The issuer’s indebtedness.
What is the document that states the terms of a bond?
The bond’s indenture.
What is another name for the indenture?
Deed of trust.
What is the coupon rate?
The fixed annual interest rate for a bond.
What is the typical duration for long-term debt?
A minimum of five years, often 20-30 years.
What is traded in the money market?
Short-term loanable funds in the form of securities and loans.
What is the maturity date of money market instruments?
One year or less, usually less than six months.
How are money market instruments generally issued?
At a discount.
True or False: Money market instruments pay interest.
False.
What do buyers of money market instruments receive at maturity?
The principal amount.
Who are the primary purchasers of money market securities?
Institutions such as banks, insurance companies, and money market mutual funds.
What is the relationship between interest rates and the price of debt securities?
They fluctuate inversely.
What happens to interest payments when market prices fluctuate?
Interest payments stay the same.
What is the role of the indenture in bonds?
Describes the legal conditions of the bond.
What is the function of a paying agent?
To transmit payments of interest and principal to investors.
What does a quote of 100 for a bond represent?
Selling at 100% of its par value, or $1,000.
What is a trustee in the context of debt securities?
A financial institution that represents the investors.
What is the difference between secured and unsecured debt securities?

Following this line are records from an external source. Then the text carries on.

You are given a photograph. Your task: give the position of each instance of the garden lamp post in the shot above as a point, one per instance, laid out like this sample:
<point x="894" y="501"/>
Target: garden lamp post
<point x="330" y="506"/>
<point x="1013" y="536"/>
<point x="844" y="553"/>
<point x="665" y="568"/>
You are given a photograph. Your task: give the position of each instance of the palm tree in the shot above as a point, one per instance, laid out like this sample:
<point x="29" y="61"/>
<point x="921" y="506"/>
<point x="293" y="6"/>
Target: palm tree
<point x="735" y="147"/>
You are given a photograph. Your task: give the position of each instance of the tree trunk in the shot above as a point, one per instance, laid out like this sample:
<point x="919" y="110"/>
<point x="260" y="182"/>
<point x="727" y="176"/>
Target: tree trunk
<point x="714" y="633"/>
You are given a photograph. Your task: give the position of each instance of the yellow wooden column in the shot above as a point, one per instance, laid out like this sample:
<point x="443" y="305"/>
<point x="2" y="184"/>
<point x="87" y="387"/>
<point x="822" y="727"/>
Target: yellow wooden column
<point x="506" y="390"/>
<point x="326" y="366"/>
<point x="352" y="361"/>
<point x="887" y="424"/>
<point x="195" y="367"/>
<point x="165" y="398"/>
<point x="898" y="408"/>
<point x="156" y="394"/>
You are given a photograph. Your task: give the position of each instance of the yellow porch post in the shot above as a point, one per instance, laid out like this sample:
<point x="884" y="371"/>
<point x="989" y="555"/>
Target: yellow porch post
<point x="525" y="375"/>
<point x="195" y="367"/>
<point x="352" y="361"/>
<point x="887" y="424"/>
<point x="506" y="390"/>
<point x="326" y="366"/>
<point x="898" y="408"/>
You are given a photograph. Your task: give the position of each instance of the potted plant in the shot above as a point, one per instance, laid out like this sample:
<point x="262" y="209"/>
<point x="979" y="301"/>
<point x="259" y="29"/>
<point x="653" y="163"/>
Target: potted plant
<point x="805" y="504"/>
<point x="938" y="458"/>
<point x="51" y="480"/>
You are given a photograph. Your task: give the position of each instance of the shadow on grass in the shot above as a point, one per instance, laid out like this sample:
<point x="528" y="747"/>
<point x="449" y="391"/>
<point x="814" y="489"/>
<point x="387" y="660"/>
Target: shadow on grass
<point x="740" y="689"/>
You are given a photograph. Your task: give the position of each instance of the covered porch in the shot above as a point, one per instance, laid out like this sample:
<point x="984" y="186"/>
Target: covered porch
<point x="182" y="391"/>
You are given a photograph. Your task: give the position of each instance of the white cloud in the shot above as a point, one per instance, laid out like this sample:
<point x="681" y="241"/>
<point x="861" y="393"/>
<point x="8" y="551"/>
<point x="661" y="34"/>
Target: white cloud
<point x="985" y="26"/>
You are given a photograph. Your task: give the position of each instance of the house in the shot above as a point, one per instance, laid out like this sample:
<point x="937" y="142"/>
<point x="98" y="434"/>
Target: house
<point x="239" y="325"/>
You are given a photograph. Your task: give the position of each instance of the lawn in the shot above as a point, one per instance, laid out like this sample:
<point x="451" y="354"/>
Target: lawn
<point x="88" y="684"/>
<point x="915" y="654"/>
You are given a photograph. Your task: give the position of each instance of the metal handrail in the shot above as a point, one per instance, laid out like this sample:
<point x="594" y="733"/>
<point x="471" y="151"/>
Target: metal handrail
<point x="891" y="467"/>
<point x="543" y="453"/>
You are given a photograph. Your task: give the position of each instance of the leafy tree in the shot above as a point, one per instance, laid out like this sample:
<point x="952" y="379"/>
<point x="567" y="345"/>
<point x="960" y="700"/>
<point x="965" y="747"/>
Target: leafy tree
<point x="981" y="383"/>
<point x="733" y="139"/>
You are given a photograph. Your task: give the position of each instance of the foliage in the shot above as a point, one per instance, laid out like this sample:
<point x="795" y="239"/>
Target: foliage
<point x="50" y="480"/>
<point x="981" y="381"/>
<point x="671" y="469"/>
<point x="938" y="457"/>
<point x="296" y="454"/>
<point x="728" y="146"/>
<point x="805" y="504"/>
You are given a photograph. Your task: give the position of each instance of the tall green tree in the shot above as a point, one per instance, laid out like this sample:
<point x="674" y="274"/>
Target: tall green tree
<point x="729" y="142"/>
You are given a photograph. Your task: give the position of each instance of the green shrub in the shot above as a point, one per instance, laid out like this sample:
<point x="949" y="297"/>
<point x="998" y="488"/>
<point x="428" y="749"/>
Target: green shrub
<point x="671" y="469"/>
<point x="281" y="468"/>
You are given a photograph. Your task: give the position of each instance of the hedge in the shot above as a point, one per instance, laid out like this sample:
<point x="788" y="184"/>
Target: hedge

Secured has specific assets as collateral; unsecured does not.
What is a callable bond?
A bond that can be redeemed by the issuer before maturity.
What is call protection?
The number of years before the issuer may exercise the call provision.
Fill in the blank: The difference between the price paid for a money market instrument and the maturity value is considered _______.
interest.
True or False: Most bonds pay interest monthly.
False.
What is accrued interest?
Interest that has accumulated since the last payment date.
What happens when a bond is sold before the interest payment date?
The buyer pays the seller the amount of accrued interest.